歳のわりに大人しい笑い方。きっとそれ以外の笑顔の種類を知らないのだろう。柳は今までその笑顔しか見たことがなかった。雰囲気や声のトーンから多少の差はあるものの、表情そのものは変わらない。笑い方を知らない。それを知るには、彼女は子供としての経験が薄すぎるのだ。初めて会ってから数日後に年齢を聞けば、本来なら柳と同じ学年に通っている歳だった。そんな子供が、年頃の遊び方の一つも知らないのは、あまりに可哀想だと思った。しかし、病弱だという彼女を引っ張って外に連れ出すことなど出来るはずもなく、柳はこうして色々な種類の本を彼女に与えるしかできない。少しでもみつきの世界が広がれば、その一心だった。

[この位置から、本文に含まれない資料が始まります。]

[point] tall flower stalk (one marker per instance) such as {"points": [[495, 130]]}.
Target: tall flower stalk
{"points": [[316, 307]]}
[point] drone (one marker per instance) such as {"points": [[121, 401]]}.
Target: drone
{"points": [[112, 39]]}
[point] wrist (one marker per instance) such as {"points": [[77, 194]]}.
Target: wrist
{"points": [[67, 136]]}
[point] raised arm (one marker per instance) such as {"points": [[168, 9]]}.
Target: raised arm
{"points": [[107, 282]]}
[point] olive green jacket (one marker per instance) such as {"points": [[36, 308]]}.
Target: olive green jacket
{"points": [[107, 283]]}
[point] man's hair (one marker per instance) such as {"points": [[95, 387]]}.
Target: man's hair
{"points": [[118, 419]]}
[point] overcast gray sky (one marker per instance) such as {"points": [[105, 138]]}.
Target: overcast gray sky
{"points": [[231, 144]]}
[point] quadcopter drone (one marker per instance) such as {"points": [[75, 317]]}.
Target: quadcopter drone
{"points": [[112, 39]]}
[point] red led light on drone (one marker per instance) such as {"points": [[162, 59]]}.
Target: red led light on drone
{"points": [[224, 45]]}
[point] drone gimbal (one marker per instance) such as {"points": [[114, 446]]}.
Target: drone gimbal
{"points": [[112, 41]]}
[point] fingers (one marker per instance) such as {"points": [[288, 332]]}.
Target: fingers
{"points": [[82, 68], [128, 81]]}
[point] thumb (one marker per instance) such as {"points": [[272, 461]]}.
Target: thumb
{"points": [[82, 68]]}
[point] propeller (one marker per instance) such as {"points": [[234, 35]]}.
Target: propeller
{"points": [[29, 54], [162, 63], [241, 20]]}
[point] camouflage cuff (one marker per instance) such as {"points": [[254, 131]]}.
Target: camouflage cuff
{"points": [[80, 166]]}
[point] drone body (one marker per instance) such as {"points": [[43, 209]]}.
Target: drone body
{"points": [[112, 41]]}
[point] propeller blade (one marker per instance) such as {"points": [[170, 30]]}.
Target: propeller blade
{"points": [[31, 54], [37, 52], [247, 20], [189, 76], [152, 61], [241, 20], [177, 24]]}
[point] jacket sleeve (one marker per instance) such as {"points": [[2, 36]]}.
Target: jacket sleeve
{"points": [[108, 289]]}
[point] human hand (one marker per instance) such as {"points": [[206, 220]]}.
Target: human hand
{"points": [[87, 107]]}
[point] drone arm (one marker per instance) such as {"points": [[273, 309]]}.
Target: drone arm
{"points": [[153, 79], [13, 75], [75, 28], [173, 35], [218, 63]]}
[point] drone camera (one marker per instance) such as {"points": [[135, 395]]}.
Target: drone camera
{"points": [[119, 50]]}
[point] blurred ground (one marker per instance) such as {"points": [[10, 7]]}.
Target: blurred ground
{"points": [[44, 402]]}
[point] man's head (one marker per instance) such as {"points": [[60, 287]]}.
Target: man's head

砂向邸を後にして、柳は荷物が減って軽くなった身体と頭で空を仰いだ。都会の明るみに負けそうな、微かな光の粒が数滴。きっとみつきの部屋からはそれさえも辛うじてしか見ることができないのだろう。海はおろか水族館にも行ったことのない彼女は、おそらくこの神奈川県にもある星を見上げられる地など知りもしないのだろう。あの家で知る機会を与えられるとは思えない。

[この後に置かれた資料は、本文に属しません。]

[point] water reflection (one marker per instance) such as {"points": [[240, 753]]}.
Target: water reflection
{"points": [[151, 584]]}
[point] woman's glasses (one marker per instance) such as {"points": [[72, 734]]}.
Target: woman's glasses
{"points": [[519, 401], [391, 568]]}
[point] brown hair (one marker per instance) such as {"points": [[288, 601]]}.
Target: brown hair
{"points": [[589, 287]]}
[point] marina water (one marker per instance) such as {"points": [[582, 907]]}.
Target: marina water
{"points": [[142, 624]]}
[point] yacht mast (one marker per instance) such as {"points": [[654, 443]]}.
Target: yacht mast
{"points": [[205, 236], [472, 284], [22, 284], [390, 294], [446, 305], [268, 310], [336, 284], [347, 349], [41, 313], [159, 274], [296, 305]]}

これまでみつきが読んできた本を一通り見せてもらったことがある。小学生の計算ドリルから、経済学や純文学。子供が好む漫画のようなものは一切置かれていなかった。学校に通えない差を埋めるための勉学というには、少しばかり考えにくい比率だった。
故意的に遠ざけられているのだ。おそらくは、夢を見ないように。おとぎ話を読んで憧れたところで、物語の王子が現れるはずもなく、彼女は家から出ることはできない。どこかで美しい夜空の写真を見てしまえば、それを求めてしまうかもしれない。
あの屋敷はすべてにおいて、みつきを守るために存在しているようだった。外に行かないでも大好きな魚が見れるように、部屋に水槽を置いた。外へ買い物に行きたくならないように、誰に見られるわけでもないみつきの服はどれも流行りに伴ったものばかりだった。

彼女は守られている。彼女を取り巻くすべてのものに。

そして柳は思ったのだ。その狭い世界を壊してみたいと。まるで生まれたての雛鳥のように柳の言うことを嬉々として聞き入れるみつきに、もっと自分の感じてきたものを知ってもらいたい。
新しいものを知って輝くその瞳が見たい。もっと、もっと自分に近い誰かになってほしい。
欲望と呼ぶに相応しいその感情に、柳自身気づいてはいた。しかし、改める理由はない。
夢を持つことの何が悪い。子供は夢を見ながら育つものだ。自分は彼女の両親でさえも知らない彼女を育て、見守ることが出来る。

到底恋などと呼べるものではなかった。支配したいという欲の元に、初めて成り立つ自分と少女の関係。
どんな計算式より面白い。何故なら彼女はまだ真っ白のままだから。そこに自分は好きな文字を書き込み、自分で新たな彼女を生み出し完成させることができる。

無垢なものほどおぞましく愛しいものはない。